ELECTORAL LAW REFORM – The need to enfranchise people with disabilities

“In that sense, the classes or groups itemised in the definition would be, and in my opinion, are by way of example of what the framers of the constitution thought worth mentioning as potentially some of the most likely areas of possible discrimination. I am fortified in this view by the fact that other classes or groups with respect to which discrimination would be unjust and inhuman and which, therefore, should have been included in the definition were not.

 

A typical example is the disabled. Discrimination wholly or mainly attributable to them as a group as such would, in my view, offend as much against Section 15 as discrimination against any group or class.” (my emphasis)
Amissah JP in Attorney General v Unity Dow
A United Nations (UN) Treaty Experts of the Rights of People with Disabilities (PWD) has called on UN member states who have ratified the Convention on the Rights of People with Disabilities (CRPD) to end restrictions and discriminatory voting laws.
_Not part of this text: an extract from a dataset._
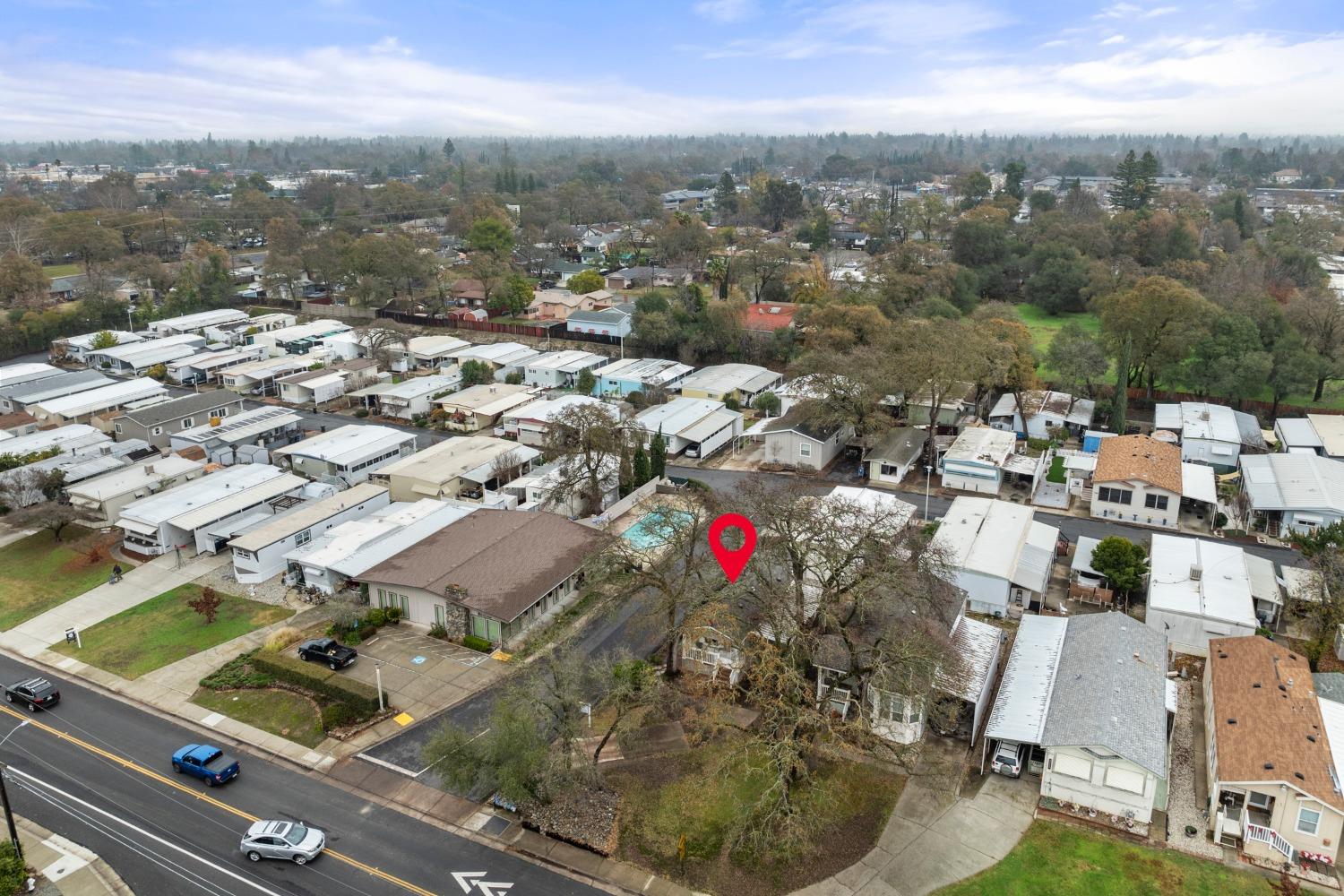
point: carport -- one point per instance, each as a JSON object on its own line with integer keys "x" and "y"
{"x": 1023, "y": 700}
Whilst Botswana has not ratified CRPD and its Optional Protocol, as we approach voter registration and national elections next year the call is nevertheless timely. In terms of Section 6 (1) (c) of the Electoral Act persons certified to be insane or otherwise adjudged or declared to be of unsound mind under any law are disqualified to be registered. Neither the Electoral Act nor the Mental Disorders Act defines an insane person or someone of “unsound mind.”
The Mental Disorder Act defines “mentally disordered or defective person” as any person who as a result of a mental disorder or disease or permanent defect of reason or mind is incapable of managing himself or his affairs, or is as a result of the disorder, defect or disease, a danger to himself or others or is unable to conform with the ordinary usages of the society in which she/he lives.
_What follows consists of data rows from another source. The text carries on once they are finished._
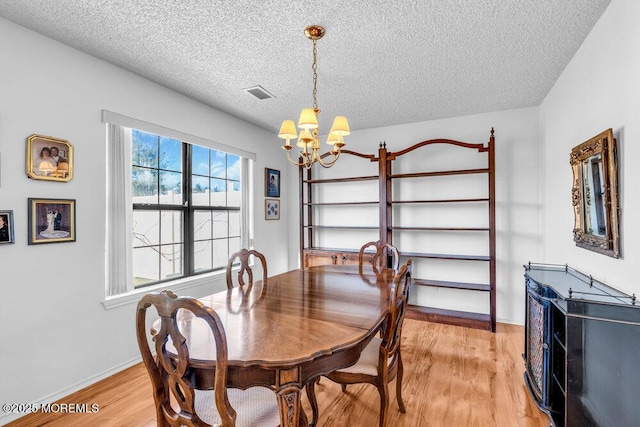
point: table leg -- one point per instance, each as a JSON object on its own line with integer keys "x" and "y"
{"x": 291, "y": 413}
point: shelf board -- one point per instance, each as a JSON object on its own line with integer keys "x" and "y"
{"x": 397, "y": 202}
{"x": 439, "y": 228}
{"x": 332, "y": 250}
{"x": 330, "y": 180}
{"x": 342, "y": 227}
{"x": 341, "y": 203}
{"x": 446, "y": 256}
{"x": 440, "y": 173}
{"x": 450, "y": 317}
{"x": 453, "y": 285}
The Electoral Act does not make provision for exclusion of class of people with mental disorder or disease who are determined to be of suicidal or homicidal tendency or are a danger to himself or others, nor is the distinction made in respect of those who do not pose any danger, either to themselves or the society. The exclusion is of a general nature. In my view, the exclusion on the ground of one’s disability, perceived or actual, from voting, denies them the right to participate in political life on an equal basis with others, without any exception regarding their alleged capacity. On the authority of Attorney General v Unity Dow, there is a strong basis to argue that discrimination on grounds of disability is prohibited by Section 15 of the Botswana Constitution.
The Independent Electoral Commission, without the ratification of the CRPD must explore ways of making voting procedures accessible and easy to understand and use by the disabled and where necessary provide assistance.  In my view the categories of mentally disabled people in the Mental Disorders Act is not exhaustive assuming IEC uses it, if at all, to disqualify  people living with disabilities from voting. As the UN Committee of experts noted, a blanket disqualification of disable people’s “automatic disenfranchisement regardless of the nature of their disability and their individual abilities was discriminatory and unjustified.”